# Web Scraping TV Show Data from Various Sources for Data Analysis and Visualization using Python
##### By Wayne Omondi

### Introduction

***Web scraping*** is the process of extracting and parsing data from websites. It's a useful technique for creating your own datasets for research and learning. The scraping process involves 'downloading', parsing and processing HTML documents from our target pages.<br> The steps to take will be:

- Picking a websites and identifying the information to scrape from the site based on our objective(s).
- Using the requests library to 'get' web page(s) locally
- Inspecting the webpage's HTML source and knowing the tags that contains the information we seek.
- Using Beautiful Soup to parse (break into components) and extracting relevant information from the html document into a dataframe.
- Cleaning our data and data types, and some feature engineering where necessary.
- (optional)Exporting our scraped datasets into relevant CSV files.
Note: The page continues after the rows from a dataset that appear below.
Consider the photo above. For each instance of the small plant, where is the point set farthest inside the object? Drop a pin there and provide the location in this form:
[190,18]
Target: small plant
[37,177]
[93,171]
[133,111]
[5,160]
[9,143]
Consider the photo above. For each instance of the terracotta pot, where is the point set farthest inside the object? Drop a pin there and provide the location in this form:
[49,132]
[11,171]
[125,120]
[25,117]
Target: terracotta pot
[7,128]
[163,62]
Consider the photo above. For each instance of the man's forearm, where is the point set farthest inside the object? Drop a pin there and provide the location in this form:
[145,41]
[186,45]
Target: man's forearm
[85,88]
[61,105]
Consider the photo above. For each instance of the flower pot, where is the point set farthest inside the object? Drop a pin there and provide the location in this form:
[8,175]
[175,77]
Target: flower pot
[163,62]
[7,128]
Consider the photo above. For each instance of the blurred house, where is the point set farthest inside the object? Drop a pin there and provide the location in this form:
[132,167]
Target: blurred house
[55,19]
For this project the target TV Show is **Criminal Minds**, one of my personal favourites. In my opinion, the show did 'fall-off' in the later seasons and I'd like to see if the data speaks to that and the overall data on the show and its perfomances during the seasons it aired off (16 in total).<br>

![!](images/Screenshot2022-10-25212751.png)
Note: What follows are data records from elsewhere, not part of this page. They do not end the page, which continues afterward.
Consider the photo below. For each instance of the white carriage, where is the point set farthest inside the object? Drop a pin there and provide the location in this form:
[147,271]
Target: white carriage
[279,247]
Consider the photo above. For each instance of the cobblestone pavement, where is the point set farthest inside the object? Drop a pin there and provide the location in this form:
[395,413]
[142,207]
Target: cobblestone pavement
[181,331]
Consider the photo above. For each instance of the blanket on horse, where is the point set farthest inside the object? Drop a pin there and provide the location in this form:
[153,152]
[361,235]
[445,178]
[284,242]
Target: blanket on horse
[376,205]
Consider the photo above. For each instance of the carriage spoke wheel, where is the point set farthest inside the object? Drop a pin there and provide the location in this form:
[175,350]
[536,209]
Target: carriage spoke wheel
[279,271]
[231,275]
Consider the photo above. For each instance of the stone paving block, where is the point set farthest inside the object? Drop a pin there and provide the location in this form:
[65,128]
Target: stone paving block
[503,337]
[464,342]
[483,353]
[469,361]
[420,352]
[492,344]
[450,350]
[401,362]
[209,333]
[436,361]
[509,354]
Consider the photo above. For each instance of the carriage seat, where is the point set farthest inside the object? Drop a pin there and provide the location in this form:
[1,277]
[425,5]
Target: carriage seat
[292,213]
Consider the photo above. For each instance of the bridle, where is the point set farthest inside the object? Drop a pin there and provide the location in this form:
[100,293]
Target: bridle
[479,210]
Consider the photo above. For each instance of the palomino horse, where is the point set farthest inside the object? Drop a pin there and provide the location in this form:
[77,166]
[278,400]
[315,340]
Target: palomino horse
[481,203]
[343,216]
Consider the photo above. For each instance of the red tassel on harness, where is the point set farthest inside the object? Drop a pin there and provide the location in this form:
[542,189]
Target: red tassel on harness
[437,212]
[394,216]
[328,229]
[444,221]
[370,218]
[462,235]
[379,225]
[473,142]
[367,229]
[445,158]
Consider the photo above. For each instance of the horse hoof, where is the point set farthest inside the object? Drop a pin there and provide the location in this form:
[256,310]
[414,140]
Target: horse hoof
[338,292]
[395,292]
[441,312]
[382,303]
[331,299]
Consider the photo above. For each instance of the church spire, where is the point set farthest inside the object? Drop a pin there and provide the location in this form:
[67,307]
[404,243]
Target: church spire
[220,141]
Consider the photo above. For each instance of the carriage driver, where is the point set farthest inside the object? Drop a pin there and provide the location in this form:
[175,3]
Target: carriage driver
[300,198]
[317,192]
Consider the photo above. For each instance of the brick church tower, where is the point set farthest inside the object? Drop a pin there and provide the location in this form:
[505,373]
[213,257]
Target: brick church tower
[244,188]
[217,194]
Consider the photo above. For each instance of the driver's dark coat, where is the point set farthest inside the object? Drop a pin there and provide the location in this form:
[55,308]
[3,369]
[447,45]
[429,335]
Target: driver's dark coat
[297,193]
![!](images/Screenshot2022-10-25212823.png)

The data for the TV show will come from IMDB and Wikipedia. IMDB will include a Summary, Ratings and Votes for each episode, while the Wikipedia page will contain the Viewers (in millions) for each episodes: we will create a dataframe from both websites and then merge them into one dataset with all the data we need for analysis and vizualizations.

### 1.0: Libraries/Tools 

In [1]:
!pip install lxml --quiet
!pip install requests --quiet

In [2]:
#get() send a GET request to the specified url
#bs4 lib for pulling data out of HTML/XML files
#pandas for data processing and data manipulation

from requests import get 
from bs4 import BeautifulSoup 
import pandas as pd 

### 2.0: Data Collection

#### 2.1: Scraping Data from Wikipedia

In [3]:
#our first target website is wikipedia
wiki_url = 'https://en.wikipedia.org/wiki/List_of_Criminal_Minds_episodes' 

#list of criminalminds' episodes on wikipedia. the data we need here is in a table hence read_html() will be a great option

In [5]:
#using read_html() method to get the tabular data for the html doc
wiki_html = pd.read_html(wiki_url)

#view the first two rows of the first table for the html document
wiki_html[0].head(1) 


KeyboardInterrupt



In [None]:
#how many tables are in the doc
len(wiki_html) 

In [None]:
#iterate through all table elements to view them so we see the ones we want based on their index
for i, t in enumerate(wiki_html): 
    print("***********************************") #a separator between each table element
    
    #show the index and table
    print(i) 
    print(t)

Based on the table outputs, we want indices 1 to 15 which should cover seasons 1 to 15 of the show.<br> 
While at it we can see that the table with the last season (15) had a different column name than the previous. It is _'U.S. viewers (millions)'_ while the rest are 'US viewers (millions)'

In [None]:
#based on the above output season 15 of criminalminds is index 15
wiki_html[15] 

In [None]:
#rename the column and make change permanent in the dataframe
wiki_html[15].rename(columns={
    'U.S. viewers (millions)':'US viewers (millions)'}, inplace=True)

In [None]:
#iterate through the tables we need and append them
#empty list for our resulting data
cm_wiki_data = []

#range from season 1 to 15 (indices 1, 15)
for i in range(1,16):
    cm_wiki_data.append(wiki_html[i])

In [None]:
cm_wiki_df = pd.concat(cm_wiki_data)
cm_wiki_df

We now have all the relevant data from the wikipedia page compiled into a single dataset. 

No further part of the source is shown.